Vicki Savage, 68, was found suffering from significant trauma on Oct. 1 after her brother and nephew were called to the home by her son, Adam Savage, 37. Vicki Savage’s brother called 911 saying his sister had been beaten and Adam Savage was “going crazy," having a “psychotic episode," according to a search warrant document.
When deputies arrived around 1 a.m., they found the victim dead in her bedroom.
Adam Savage was arrested and charged with second-degree murder. Vicki Savage had traumatic injuries indicating she had been beaten to death, according to the arrest report.
Seminole County search warrants indicate Adam Savage had a history of seizures and was under the influence of several prescribed and non-prescribed substances the night of the attack.
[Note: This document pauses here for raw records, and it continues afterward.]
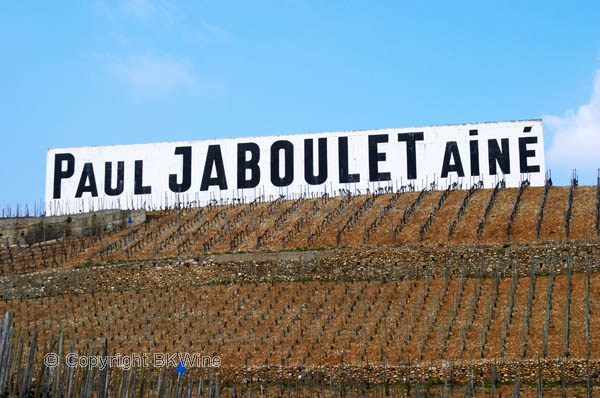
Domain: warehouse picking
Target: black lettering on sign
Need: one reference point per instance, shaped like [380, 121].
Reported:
[59, 174]
[309, 168]
[248, 164]
[525, 153]
[474, 146]
[502, 157]
[87, 175]
[452, 153]
[345, 176]
[186, 178]
[288, 150]
[376, 157]
[213, 159]
[110, 191]
[139, 188]
[411, 152]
After his arrest, deputies took Adam Savage to Central Florida Regional Hospital because he had severely injured his hands, according to the warrant. During his evaluations, detectives said Adam told nurses his doctor had just changed his medication and he was taking Trileptal.
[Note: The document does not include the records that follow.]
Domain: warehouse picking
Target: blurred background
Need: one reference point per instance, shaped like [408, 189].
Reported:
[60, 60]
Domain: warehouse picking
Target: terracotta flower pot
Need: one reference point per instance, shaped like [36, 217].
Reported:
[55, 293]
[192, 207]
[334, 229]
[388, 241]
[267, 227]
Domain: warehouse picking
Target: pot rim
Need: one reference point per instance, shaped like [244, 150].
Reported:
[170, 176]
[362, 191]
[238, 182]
Trileptal is a Oxcarbazepine and is used to treat certain types of seizures in adults and children. The medication can cause sudden mood changes, detectives noted in the warrant. It’s also ill advised to take with marijuana, according to the manufacturer. The suspect’s uncle told detectives Adam Savage has a history of marijuana use, which can sometimes trigger his seizures.
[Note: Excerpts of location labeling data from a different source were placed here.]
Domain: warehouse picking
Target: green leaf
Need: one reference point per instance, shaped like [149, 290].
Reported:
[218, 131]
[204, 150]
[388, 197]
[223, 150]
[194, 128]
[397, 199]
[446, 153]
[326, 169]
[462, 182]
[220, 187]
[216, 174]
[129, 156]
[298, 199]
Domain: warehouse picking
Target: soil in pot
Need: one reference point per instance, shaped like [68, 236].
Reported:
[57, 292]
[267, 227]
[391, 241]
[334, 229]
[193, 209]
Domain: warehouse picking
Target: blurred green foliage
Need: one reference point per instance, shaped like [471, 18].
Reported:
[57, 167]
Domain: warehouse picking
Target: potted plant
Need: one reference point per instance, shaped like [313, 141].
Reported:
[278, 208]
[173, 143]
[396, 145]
The uncle told investigators the extended family had dinner together the night before the attack and Adam Savage had complained about having “lingering cognitive issues after having a seizure several days prior." Due to Adam Savage’s history with seizures, the family called his doctor who prescribed him a different medication, according to the warrant.
Adam Savage went home with his mother after dinner due to those issues discussed, his uncle told detectives. On the evening of Sept. 30, a new prescription was picked up for Adam Savage from the pharmacy, records show.
Prior to going to Vicki Savage’s home, GPS shows the mother and son stopped at Adam Savage’s home in Longwood.
During the search of the crime scene, Vicki Savage’s home on Wilson Road, detectives found one medication but said Adam Savage was taking multiple medicines, both prescribed and not prescribed, according to the report. Detectives later found seven medications prescribed to Adam Savage at his home, according to the warrant.
Detectives wrote in the search warrant they have reason to believe Adam Savage may have retrieved medications from his home or taken some at his home before going to his mother’s house and he was under the influence of controlled substances and prescription medication at the time of the attack.